1968. That was a hell of a year. The people were on the streets, revolution
was in the air, we released the White Album, and perhaps the most
influential photograph of all time was taken by an astronaut called William
Anders.
It was Christmas eve. Anders and his mission commander Frank Borman had
just become the only living beings since the dawn of time to orbit the moon.
Then, through the tiny window of their Apollo 8 spacecraft their eyes fell
upon something nobody had seen before, something so familiar and yet so
alien, something breathtaking in its beauty and fragility.
"Oh my God!" Borman cried. "Look at that picture over there! Here's the
Earth coming up. Wow, is that pretty!"
"You got a colour film, Jim?" Anders snapped back. "Hand me that roll of
colour quick, will you...".
For a minute or so, two human beings in a tin can nearly 400,000 kilometres
from home scrambled furiously to fix a roll of Kodak into their camera.
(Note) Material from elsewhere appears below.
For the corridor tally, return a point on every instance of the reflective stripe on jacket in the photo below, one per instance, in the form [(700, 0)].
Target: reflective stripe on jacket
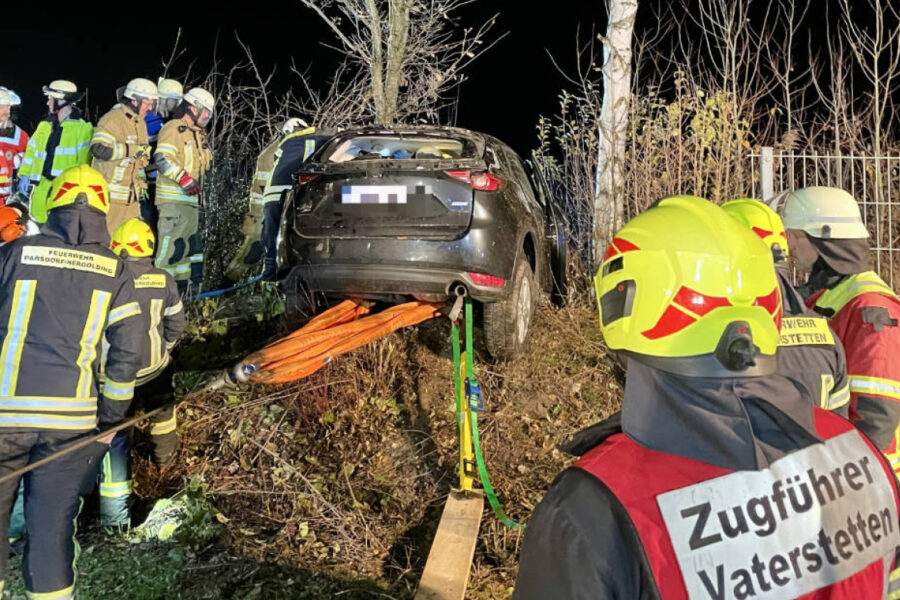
[(181, 149), (121, 130), (61, 293)]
Then
Anders lifted it to the window and clicked the shutter and captured our
delicate home planet rising slowly over the horizon of the moon. Earthrise. That single image made such an impact on the human psyche that
it's credited with sparking the birth of the global environment movement -
with changing the very way we think about ourselves.
That was more than forty years ago, the blink of an eye in the grand sweep
of time, but something quite remarkable has happened since then. For at
least 800,000 years the Arctic ocean has been capped by a sheet of sea ice the
size of a continent. But in the decades since that photo was taken, satellites have been measuring a steady melting of that white sheet. Much of
it has now gone, and it seems likely that there'll be open water at the
North Pole in the lifetimes of my kids. I might even see that moment for
myself.
Think about it. Since Earthrise was taken we've been so busy warming our world that it now looks radically different from space. By digging up fossil fuels and burning our ancient forests we've put so much carbon into the atmosphere that today's astronauts are looking at a different planet. And here's something that just baffles me. As the ice retreats, the oil giants are moving in. Instead of seeing the melting as a grave warning to humanity, they're eyeing the previously inaccessible oil beneath the sea bed at the top of the world. They're exploiting the disappearance of the ice to drill for the very same fuel that caused the melting in the first place. Fossil fuels have colonised every corner of our Earth, but at some time and in some place we need to say "No more." I believe that time is now and that place is the Arctic.
That's why I've joined Greenpeace's campaign to create
a legally protected sanctuary around the North Pole and a ban on oil
drilling and industrial fishing in Arctic waters. My name will be among at least two million that Greenpeace is taking to the pole and planting on the seabed
4km beneath the ice. We're coming together to secure the Arctic for all life
on Earth.
In just one month, over a million of us have already signed up at www.savethearctic.org but if you're not one of them there's still a chance to ensure your name is
planted at the bottom of the ocean at the top of the world.
And if you, like me, are irresistibly drawn to the stunning Arctic wildlife then you'll want to join the Arctic Rising online movement. You can choose to be one of five animals - either a polar bear, a snowy owl, an Arctic fox, a walrus or a narwhal. Once you've joined an animal clan you hunt in a pack for new supporters for the campaign and compete against the other animals to get new people involved. It's a kind of Earthrise, where we try to spark the dawn of a new mass movement, one that draws a line in the ice and says to the polluters, "You come no further". So now I've got to decide which animal I'm going to be.
Yeah, you've guessed it. I am the Walrus.